Une société divisée ne peut pas avancer
Nous vivons dans une époque où les accusations sont devenues plus nombreuses que les solutions. Chacun pointe du doigt son voisin, son adversaire politique, son collègue ou son propre peuple. Pendant que nous cherchons un coupable, les véritables problèmes continuent de grandir.
Une société ne se construit pas sur la haine, la méfiance et les divisions. Elle se construit sur le dialogue, la responsabilité et le respect mutuel. Aucun peuple ne peut progresser si chaque groupe considère l’autre comme l’ennemi.
Il est facile d’accuser. Il est beaucoup plus difficile de reconnaître sa part de responsabilité et de travailler ensemble pour améliorer les choses. Les défis auxquels nous faisons face sont souvent le résultat de plusieurs facteurs : des décisions politiques, des difficultés économiques, des injustices sociales, mais aussi de notre capacité, ou de notre incapacité, à nous unir.
Personne n’est parfait. Personne ne détient à lui seul toute la vérité. Si nous voulons bâtir une société plus forte, nous devons remplacer la culture de l’accusation par une culture de la responsabilité.

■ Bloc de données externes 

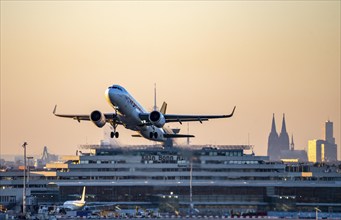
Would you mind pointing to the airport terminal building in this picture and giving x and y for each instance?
(207, 179)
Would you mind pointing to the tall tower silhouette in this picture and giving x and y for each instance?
(273, 150)
(283, 140)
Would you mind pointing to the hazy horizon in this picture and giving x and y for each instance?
(205, 57)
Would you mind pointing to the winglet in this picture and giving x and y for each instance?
(55, 109)
(230, 115)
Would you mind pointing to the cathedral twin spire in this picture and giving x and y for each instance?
(277, 143)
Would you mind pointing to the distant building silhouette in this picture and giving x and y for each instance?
(276, 143)
(323, 150)
(273, 150)
(279, 147)
(283, 140)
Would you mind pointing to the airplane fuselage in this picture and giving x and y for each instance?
(129, 110)
(74, 205)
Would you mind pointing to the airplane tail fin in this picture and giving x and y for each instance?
(163, 108)
(83, 195)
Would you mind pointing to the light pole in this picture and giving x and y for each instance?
(24, 182)
(28, 171)
(316, 212)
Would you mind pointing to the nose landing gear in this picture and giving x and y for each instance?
(153, 135)
(114, 134)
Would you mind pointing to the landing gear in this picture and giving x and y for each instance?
(114, 134)
(153, 135)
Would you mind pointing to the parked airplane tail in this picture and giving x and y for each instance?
(83, 195)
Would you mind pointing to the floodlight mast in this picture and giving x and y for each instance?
(24, 182)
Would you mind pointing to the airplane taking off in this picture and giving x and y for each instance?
(76, 204)
(130, 114)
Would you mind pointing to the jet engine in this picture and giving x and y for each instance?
(157, 119)
(98, 118)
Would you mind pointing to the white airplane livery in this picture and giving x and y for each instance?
(76, 204)
(130, 114)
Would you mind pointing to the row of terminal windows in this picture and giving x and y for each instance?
(7, 199)
(102, 161)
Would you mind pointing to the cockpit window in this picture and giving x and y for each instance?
(117, 87)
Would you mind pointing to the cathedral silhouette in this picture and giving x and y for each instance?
(277, 143)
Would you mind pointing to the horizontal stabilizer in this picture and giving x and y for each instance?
(177, 135)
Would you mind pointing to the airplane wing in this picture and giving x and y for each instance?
(177, 135)
(108, 116)
(187, 118)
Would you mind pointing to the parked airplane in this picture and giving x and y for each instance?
(130, 114)
(75, 204)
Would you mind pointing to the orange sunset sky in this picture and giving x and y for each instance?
(264, 57)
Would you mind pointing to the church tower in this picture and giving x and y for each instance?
(283, 140)
(273, 150)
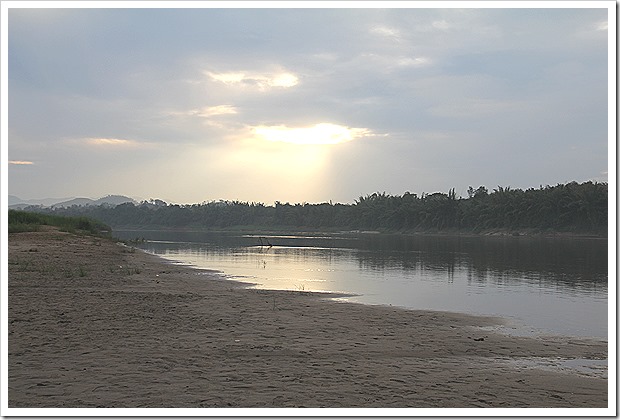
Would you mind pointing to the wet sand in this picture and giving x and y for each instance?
(96, 324)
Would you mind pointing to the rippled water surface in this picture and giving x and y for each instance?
(544, 285)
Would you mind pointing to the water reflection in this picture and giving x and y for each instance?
(557, 284)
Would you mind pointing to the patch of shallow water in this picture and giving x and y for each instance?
(586, 367)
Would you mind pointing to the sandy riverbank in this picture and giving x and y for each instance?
(95, 324)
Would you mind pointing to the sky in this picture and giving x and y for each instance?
(303, 104)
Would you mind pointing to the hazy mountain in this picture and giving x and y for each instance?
(15, 202)
(111, 200)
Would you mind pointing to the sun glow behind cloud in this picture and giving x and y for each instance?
(261, 81)
(323, 133)
(110, 142)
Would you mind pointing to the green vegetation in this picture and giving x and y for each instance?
(570, 208)
(24, 221)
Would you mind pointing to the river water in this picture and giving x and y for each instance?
(539, 285)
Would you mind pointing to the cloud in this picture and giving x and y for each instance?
(111, 142)
(323, 133)
(212, 111)
(260, 81)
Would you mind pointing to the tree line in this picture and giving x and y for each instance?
(572, 207)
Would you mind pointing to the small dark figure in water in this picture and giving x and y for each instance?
(266, 240)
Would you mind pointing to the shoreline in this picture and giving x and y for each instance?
(524, 233)
(95, 324)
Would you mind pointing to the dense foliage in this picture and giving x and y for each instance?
(573, 207)
(23, 221)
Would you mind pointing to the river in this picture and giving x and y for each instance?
(540, 285)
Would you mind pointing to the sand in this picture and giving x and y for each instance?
(93, 323)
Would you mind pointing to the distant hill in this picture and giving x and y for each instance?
(15, 202)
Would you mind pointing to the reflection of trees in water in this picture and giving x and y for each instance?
(567, 263)
(579, 263)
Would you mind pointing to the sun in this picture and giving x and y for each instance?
(323, 133)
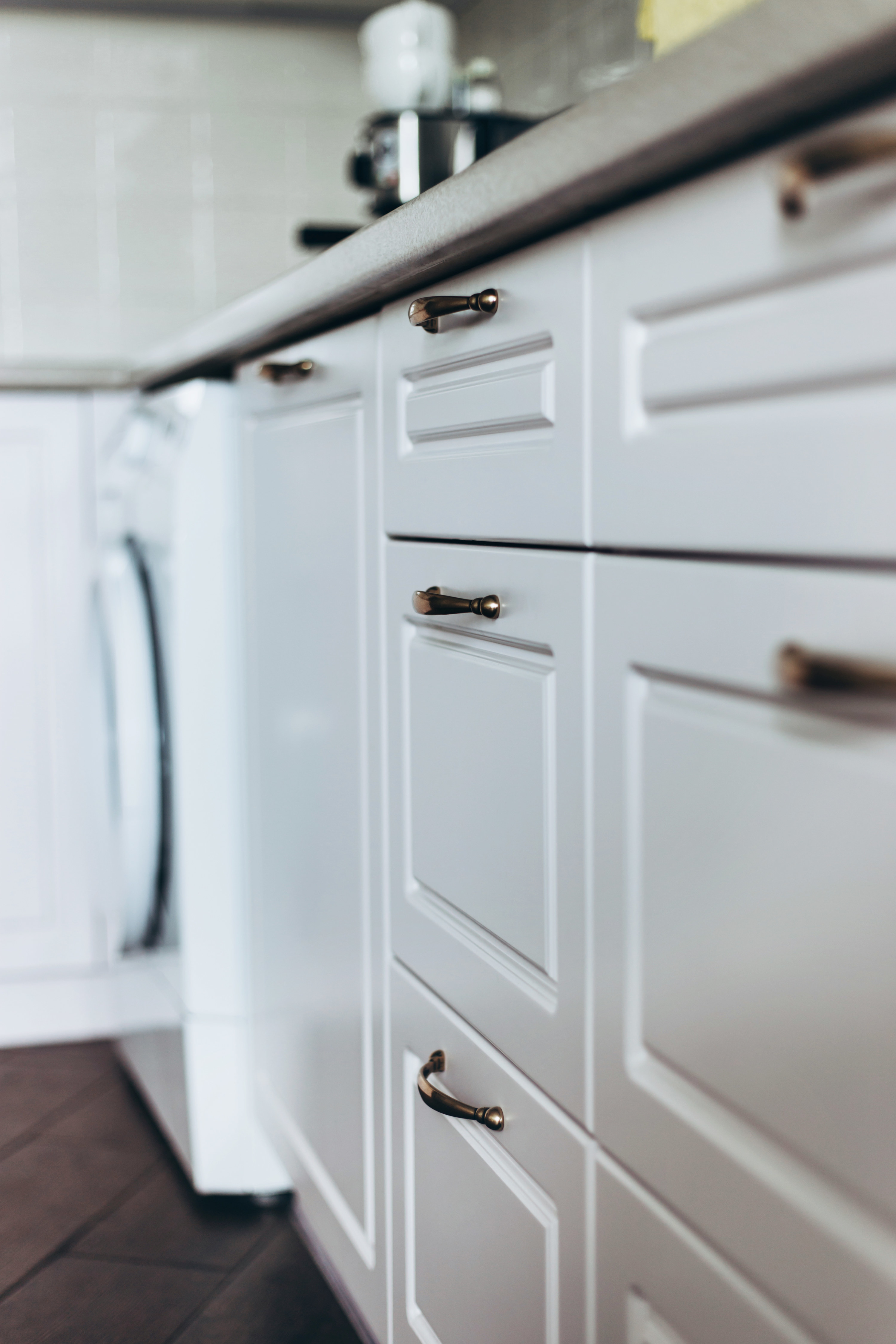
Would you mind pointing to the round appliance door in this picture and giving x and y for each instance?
(142, 776)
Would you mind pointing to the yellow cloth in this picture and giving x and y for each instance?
(668, 23)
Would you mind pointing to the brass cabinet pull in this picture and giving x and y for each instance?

Le changement commence lorsque chacun se demande : « Que puis-je faire pour améliorer ma communauté ? » plutôt que « Qui est le responsable de tous nos problèmes ? »
Une nation progresse lorsque ses citoyens apprennent à dialoguer, à se respecter et à travailler ensemble, malgré leurs différences. C’est dans l’unité, et non dans la division, que naissent les plus grandes réussites.